Предоставляю читателю вообразить восторг Леонарда при встрече с Риккабокка – неизменившемся, с Виолантой – так похорошевшей, и Джемимой! Пусть он представят себе удивление этих лиц, когда Леонард рассказывал свою историю о своих подвигах на поприще литературы, о своей славе. Он рассказывал свою борьбу с миром действительным, свои похождения в этом мире; с простотой, которая исключала из рассказа даже самую тень эгоизма. Но когда случалось говорить о Гэлен, он ограничивался немногими словами, выражая их с особенной скромностью.

Виоланта хотела знать гораздо более из того периода в жизни Леонарда, в котором Гэлен принимала участие, но Гарлей помог Леонарду соблюсти свою скромность.

– Ту, о ком он говорить, вы увидите сами в весьма непродолжительном времени, – и тогда не угодно ли вам будет спросить об этом у неё.

Вместе с этими словами, Гарлей дал совершенно новое направление повествованию Леонарда, и слова молодого человека снова потекли свободно. Таким образом, вечер доставил величайшее удовольствие всем, кроме Риккабокка. Воспоминания о покойной жене его от времени до времени возникали перед ним; а вместе с тем, как они становились грустнее, он ластился к Джемиме, глядел в её открытое, доброе лицо и жал её руку.

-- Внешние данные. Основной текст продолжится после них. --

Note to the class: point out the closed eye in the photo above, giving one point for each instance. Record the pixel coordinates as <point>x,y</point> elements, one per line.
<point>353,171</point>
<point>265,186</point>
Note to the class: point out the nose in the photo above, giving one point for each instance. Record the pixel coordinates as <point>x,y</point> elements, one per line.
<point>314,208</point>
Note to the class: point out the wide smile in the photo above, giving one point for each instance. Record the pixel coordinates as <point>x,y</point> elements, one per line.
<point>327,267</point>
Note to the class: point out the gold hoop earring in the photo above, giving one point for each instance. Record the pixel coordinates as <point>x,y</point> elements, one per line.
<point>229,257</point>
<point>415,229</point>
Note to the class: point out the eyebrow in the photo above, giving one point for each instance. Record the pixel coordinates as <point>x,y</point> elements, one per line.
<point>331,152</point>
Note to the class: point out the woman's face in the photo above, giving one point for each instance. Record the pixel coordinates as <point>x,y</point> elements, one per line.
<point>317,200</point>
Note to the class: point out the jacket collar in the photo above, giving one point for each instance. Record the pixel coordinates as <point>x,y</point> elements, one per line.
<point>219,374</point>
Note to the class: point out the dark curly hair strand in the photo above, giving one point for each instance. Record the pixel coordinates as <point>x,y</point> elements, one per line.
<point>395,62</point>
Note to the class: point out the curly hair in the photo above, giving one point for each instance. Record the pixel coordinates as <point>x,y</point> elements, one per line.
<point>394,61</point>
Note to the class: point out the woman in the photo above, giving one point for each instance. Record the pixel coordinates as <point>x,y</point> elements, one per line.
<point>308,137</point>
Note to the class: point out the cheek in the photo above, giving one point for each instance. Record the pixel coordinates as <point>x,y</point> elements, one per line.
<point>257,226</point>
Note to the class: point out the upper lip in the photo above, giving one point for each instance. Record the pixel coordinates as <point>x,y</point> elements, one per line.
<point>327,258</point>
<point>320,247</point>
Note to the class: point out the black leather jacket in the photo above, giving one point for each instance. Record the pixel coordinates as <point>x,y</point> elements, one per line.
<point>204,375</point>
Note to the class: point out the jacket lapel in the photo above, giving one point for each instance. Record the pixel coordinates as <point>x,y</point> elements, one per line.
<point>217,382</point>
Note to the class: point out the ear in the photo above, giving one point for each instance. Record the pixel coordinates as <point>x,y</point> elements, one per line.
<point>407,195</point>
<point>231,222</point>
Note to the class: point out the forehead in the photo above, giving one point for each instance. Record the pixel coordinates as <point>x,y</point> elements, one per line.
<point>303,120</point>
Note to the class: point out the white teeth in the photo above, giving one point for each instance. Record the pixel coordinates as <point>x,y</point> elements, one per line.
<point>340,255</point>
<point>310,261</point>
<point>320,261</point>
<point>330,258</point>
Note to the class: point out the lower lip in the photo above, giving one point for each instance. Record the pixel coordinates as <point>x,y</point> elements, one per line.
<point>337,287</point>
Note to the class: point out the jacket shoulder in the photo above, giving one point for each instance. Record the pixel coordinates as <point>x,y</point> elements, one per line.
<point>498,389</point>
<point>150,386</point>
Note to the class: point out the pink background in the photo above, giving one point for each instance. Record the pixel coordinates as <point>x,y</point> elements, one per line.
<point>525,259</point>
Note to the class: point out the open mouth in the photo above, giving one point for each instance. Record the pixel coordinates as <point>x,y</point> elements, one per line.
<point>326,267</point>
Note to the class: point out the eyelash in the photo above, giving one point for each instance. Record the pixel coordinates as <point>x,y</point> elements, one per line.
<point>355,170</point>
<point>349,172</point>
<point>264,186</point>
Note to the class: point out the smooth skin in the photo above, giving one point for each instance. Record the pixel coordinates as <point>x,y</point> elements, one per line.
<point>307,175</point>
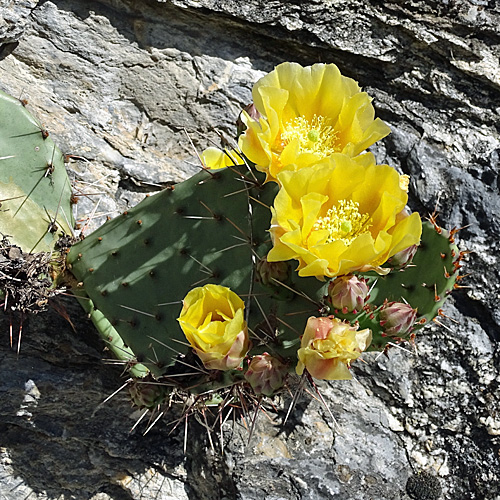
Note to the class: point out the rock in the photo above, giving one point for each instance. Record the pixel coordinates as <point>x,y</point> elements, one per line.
<point>130,89</point>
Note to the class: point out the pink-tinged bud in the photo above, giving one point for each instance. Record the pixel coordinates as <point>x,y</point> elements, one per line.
<point>404,257</point>
<point>266,374</point>
<point>270,272</point>
<point>252,112</point>
<point>348,293</point>
<point>397,319</point>
<point>328,346</point>
<point>147,395</point>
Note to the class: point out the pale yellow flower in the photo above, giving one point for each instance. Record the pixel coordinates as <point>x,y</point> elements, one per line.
<point>212,319</point>
<point>328,346</point>
<point>308,113</point>
<point>341,216</point>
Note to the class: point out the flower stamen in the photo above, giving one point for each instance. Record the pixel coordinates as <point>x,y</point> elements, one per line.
<point>314,136</point>
<point>343,222</point>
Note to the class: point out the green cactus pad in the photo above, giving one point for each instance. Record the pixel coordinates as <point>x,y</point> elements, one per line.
<point>212,228</point>
<point>425,284</point>
<point>35,191</point>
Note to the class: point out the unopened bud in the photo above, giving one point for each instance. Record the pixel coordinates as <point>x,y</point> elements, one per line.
<point>266,374</point>
<point>397,319</point>
<point>252,112</point>
<point>348,293</point>
<point>404,257</point>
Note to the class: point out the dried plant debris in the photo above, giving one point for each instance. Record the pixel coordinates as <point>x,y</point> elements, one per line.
<point>25,280</point>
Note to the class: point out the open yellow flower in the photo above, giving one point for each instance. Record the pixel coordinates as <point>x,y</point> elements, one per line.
<point>341,216</point>
<point>308,113</point>
<point>328,346</point>
<point>212,319</point>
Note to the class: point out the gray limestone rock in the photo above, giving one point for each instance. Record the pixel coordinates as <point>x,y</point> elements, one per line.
<point>129,89</point>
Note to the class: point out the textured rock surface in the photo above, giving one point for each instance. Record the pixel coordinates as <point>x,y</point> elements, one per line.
<point>121,84</point>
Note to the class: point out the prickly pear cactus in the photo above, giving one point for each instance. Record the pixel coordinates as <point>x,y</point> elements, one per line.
<point>291,255</point>
<point>137,268</point>
<point>196,285</point>
<point>35,191</point>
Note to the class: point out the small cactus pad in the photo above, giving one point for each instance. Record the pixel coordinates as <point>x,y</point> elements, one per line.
<point>35,191</point>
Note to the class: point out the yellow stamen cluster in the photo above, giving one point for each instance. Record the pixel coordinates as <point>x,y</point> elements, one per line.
<point>314,136</point>
<point>344,222</point>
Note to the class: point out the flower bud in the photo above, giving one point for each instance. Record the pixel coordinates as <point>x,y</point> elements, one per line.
<point>266,374</point>
<point>268,272</point>
<point>397,318</point>
<point>348,293</point>
<point>328,346</point>
<point>252,112</point>
<point>147,395</point>
<point>212,319</point>
<point>404,257</point>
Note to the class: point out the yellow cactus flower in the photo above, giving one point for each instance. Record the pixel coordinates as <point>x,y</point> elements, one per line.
<point>308,113</point>
<point>212,319</point>
<point>328,346</point>
<point>341,216</point>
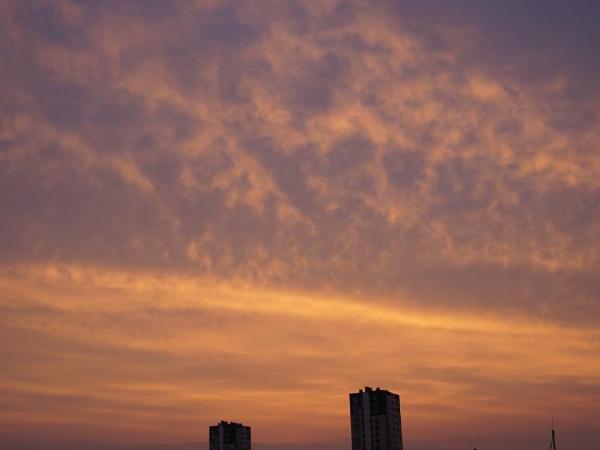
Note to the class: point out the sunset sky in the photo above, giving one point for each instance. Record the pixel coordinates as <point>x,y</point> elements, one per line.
<point>245,210</point>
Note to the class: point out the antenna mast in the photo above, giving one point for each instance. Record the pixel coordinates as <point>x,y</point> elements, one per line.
<point>553,441</point>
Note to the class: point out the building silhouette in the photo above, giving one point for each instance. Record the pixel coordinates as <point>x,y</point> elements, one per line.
<point>229,436</point>
<point>375,420</point>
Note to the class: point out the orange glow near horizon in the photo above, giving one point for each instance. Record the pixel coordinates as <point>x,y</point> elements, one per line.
<point>215,210</point>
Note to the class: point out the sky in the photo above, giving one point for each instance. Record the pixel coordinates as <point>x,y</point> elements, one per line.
<point>223,210</point>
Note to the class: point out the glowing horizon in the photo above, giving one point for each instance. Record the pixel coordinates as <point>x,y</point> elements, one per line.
<point>245,211</point>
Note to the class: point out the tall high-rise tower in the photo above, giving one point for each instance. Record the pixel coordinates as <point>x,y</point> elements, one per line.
<point>375,420</point>
<point>229,436</point>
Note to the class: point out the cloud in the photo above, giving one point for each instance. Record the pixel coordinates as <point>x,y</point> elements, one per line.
<point>410,167</point>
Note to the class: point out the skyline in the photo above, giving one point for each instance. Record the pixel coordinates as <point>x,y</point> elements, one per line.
<point>246,209</point>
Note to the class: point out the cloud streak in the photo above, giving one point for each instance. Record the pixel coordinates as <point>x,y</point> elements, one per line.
<point>217,194</point>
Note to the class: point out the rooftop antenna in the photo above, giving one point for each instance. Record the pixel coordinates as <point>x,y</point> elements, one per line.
<point>553,441</point>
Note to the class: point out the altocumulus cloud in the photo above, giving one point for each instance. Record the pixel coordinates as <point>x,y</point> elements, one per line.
<point>380,153</point>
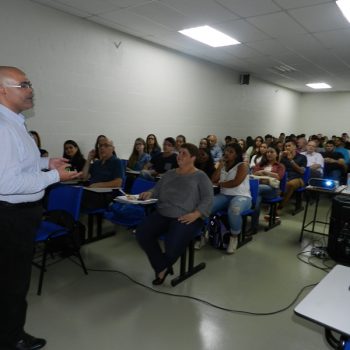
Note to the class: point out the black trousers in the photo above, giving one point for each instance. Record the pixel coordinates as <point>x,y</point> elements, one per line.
<point>18,225</point>
<point>176,235</point>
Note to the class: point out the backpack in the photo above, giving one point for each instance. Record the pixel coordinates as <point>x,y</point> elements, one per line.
<point>125,214</point>
<point>65,244</point>
<point>217,232</point>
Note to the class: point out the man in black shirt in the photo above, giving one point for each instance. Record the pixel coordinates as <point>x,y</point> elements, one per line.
<point>334,163</point>
<point>295,164</point>
<point>163,161</point>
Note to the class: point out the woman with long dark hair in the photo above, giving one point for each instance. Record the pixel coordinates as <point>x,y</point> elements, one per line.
<point>152,146</point>
<point>72,152</point>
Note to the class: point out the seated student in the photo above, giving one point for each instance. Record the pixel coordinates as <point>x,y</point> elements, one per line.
<point>185,197</point>
<point>204,143</point>
<point>243,145</point>
<point>215,149</point>
<point>272,168</point>
<point>205,162</point>
<point>162,162</point>
<point>72,152</point>
<point>36,137</point>
<point>105,172</point>
<point>152,146</point>
<point>334,164</point>
<point>314,160</point>
<point>295,164</point>
<point>179,141</point>
<point>256,146</point>
<point>137,160</point>
<point>232,177</point>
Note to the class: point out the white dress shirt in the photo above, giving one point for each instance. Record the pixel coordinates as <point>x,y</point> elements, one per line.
<point>21,178</point>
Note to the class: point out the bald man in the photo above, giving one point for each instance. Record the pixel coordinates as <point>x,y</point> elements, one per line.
<point>22,185</point>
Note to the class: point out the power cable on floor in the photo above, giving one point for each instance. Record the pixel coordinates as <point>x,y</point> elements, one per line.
<point>244,312</point>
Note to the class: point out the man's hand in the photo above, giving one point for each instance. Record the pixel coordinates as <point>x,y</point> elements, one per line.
<point>190,217</point>
<point>66,175</point>
<point>145,195</point>
<point>55,163</point>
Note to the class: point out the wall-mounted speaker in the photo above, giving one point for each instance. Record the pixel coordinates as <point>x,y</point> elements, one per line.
<point>244,79</point>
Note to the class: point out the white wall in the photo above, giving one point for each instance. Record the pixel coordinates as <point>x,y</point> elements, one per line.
<point>85,86</point>
<point>326,113</point>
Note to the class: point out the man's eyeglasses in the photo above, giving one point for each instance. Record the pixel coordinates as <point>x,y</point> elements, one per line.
<point>22,85</point>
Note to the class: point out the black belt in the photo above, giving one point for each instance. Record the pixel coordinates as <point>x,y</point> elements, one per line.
<point>20,205</point>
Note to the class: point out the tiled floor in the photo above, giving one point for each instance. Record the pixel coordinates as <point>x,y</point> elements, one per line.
<point>107,310</point>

Виоланта испытывала невыразимое блаженство; она не могла дать отчета в своей радости. Больше всего она разговаривала с Леонардом. Молчаливее всех был Гарлей. Он слушал согревающее, безыскусственное красноречие Леонарда, – красноречие, которое берет начало своего истока из гения, течет свободно и не охлаждается возражением грубых, не имеющих сочувствия слушателей. Гарлей с спокойным восторгом слушал и пленялся мыслями, не слишком глубокими, но зато верными, – мыслями невинными, благородными, при которых непорочное сердце Виоланты принимало в себя отголоски пылкой душа юного поэта. Замечания и возражения Виоланты так не похожи были на все, что он слышал в кругу обыкновенных людей! в форме выражения их было так много имеющего сходства с тем, что наполняло его душу в лета минувшей юности! По временам, при возвышенной мысли или при звучных стихах итальянской поэзии, которые Виоланта. произносила мелодическим голосом и с пылающими взорами, – по временам, говорю я, он величаво поднимал свою голову, губы его дрожали, как будто он слушал в эти минуты звук военной трубы. Инерция долгих годов была поколеблена в самом основании. Героизм, глубоко скрывавшийся под странным расположением его духа, был затронут; он сильно волновался в нем, пробуждая все светлые воспоминания, соединенные вместе с ним и так долго остававшиеся в усыплении.